Wherein the sludge storage tank 1 before filtration is used for storing sludge to be filtered; the screw conveyor 2 is used for conveying sludge to be filtered; the batch filter pressing unit 3 is used for performing batch filter treatment on the sludge to be filtered, wherein the sludge to be filtered conveyed by the screw conveyor 2 is temporarily stored in each batch filter treatment process, compressed gas is injected when the temporary storage amount of the sludge to be filtered reaches a filter threshold value, and the temporarily stored sludge to be filtered is filtered by utilizing the pressure action generated by the compressed gas.

Wherein, the compressed gas can be compressed air or generated gas in the process; the sludge storage tank 1, the screw conveyor 2 and the batch filter pressing unit 3 are connected in sequence before filtration.

It can be understood that the sludge to be treated can be injected in batches, and the compressed gas is injected in batches to filter the sludge to be treated in batches, so that the sludge treatment system has the characteristics of excellent filtering effect, better system stability and reliability and obvious energy-saving effect.

In the embodiment of the present application, the connection manner between the screw conveyor 2 and the sludge storage tank 1 before filtration may be specifically set according to practical situations, which is not particularly limited.

As a possible arrangement, as shown in FIGS. 2 to 4, the lower part of the sludge storage tank 1 before filtration is connected with the inlet of the screw conveyor 2, and the outlet of the screw conveyor 2 is connected with the batch pressure filtration tank sludge inlet valve 32.

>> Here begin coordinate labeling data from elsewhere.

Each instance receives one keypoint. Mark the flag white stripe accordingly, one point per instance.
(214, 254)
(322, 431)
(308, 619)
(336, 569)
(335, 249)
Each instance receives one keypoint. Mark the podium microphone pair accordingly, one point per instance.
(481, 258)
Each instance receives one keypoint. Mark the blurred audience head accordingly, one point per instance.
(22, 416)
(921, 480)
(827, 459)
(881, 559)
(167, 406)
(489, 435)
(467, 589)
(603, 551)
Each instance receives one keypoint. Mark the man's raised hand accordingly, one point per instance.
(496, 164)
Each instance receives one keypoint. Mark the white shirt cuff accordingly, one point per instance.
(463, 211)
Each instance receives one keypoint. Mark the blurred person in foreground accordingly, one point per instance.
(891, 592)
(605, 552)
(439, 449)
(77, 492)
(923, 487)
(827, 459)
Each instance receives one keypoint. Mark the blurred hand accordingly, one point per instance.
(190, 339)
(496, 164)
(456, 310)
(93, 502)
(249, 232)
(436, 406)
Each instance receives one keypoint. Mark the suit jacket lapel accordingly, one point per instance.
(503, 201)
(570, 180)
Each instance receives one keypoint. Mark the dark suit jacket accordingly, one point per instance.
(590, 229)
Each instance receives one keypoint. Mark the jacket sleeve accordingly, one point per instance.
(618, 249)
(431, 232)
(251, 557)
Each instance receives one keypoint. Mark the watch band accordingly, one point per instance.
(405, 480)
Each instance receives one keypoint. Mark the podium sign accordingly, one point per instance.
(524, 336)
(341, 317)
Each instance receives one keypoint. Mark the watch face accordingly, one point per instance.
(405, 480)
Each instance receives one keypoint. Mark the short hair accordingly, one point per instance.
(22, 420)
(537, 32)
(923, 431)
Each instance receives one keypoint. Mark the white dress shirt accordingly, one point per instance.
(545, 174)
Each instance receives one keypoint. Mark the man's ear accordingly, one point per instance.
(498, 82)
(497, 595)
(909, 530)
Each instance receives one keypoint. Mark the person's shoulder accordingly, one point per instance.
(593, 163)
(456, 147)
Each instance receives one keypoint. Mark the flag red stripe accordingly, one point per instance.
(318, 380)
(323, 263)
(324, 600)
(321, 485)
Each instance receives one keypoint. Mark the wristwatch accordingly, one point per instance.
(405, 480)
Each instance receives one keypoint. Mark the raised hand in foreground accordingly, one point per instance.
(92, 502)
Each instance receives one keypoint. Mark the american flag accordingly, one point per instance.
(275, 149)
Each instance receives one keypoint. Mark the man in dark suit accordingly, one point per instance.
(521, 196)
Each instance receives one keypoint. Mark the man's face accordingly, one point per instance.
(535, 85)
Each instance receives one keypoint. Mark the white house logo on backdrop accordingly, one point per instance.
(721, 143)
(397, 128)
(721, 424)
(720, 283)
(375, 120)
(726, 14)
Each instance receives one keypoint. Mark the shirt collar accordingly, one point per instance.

As another possible arrangement, as shown in fig. 5, the screw conveyor 2 extends into the sludge storage tank 1 before filtration, and the conveying efficiency of the sludge to be filtered stored in the sludge storage tank 1 before filtration is improved by the screw blade of the screw conveyor 2. Compared with the embodiment shown in fig. 2 to 4, the embodiment shown in fig. 5 has a smaller functional difference only in the connection mode of the screw conveyor 2 and the sludge storage tank 1 before filtration, but the connection mode of the embodiment shown in fig. 1 is simpler in maintenance and can be selected as required.

In the present embodiment, the batch press unit 3 comprises: batch filter press tank 30, filter 31, batch filter press tank mud inlet valve 32, batch filter press tank mud outlet valve 33, air inlet valve 34 and air outlet valve 35.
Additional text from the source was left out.